From 2009, just before the draft: Unbidden, the desk clerk at my New York hotel offered his opinion upon check-in Wednesday when he realized I was from North Carolina.
“I hope the Knicks don’t take Stephen Curry in the draft,” the desk clerk said in a thick Noo Yawk accent. “I’m not a scout or nothing, but I just don’t think he’s NBA material.”
Comment: The desk clerk wasn’t the only one who underrated Curry, starting with all the in-state ACC teams that snubbed him in the recruiting process.
From 2009 Draft Day: In many circles, Thursday will be remembered for far different things than the NBA draft. Singer Michael Jackson and actress Farrah Fawcett both died Thursday. South Carolina governor Mark Sanford continued to make national headlines due to his affair with an Argentinian woman.
Comment: I sure didn’t remember any of this, did you? Curry was drafted on the very same day that the man behind “Thriller” and the woman whose poster was on millions of bedroom walls in the 1970s died.
From 2009 Draft Day: When the pick was made, Curry briefly bowed his head.
“That dipping my head wasn’t about not going to the Knicks,” Curry told me moments later. “I was just thanking God for allowing me to be drafted. Plus, it also helped me focus and drown out the boos of the Knicks fans a little.”
The Knicks fans that dominated the WaMu Theater crowd in Madison Square Garden booed Golden State’s selection of Curry because they wanted Curry to become one of their own. However, Dell Curry sat in the green room two seats away from his son, knowing that it probably wasn’t going to happen.
Comment: Nelson had told Dell Curry the day before that Steph wasn’t going to get past No. 7, if he lasted that long. The Knicks were picking No. 8 and ended up with Jordan Hill, who never amounted to much.
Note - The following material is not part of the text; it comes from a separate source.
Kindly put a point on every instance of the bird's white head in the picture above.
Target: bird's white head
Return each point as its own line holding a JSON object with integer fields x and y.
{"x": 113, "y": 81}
The first six players picked before Curry in 2009? In order, they were Blake Griffin, Hasheem Thabeet, James Harden, Tyreke Evans, Ricky Rubio and Jonny Flynn.
From 2009 Draft Day: Curry walked down a back hallway at Madison Square Garden Thursday night following the draft, saying “Golden State, Golden State” softly.
You could tell Curry was trying to get used to the name of his first NBA employer — located in a place three time zones and 2,700 miles away from Davidson, Charlotte and just about everything he has ever known.
Comment: And yet it worked out OK for him.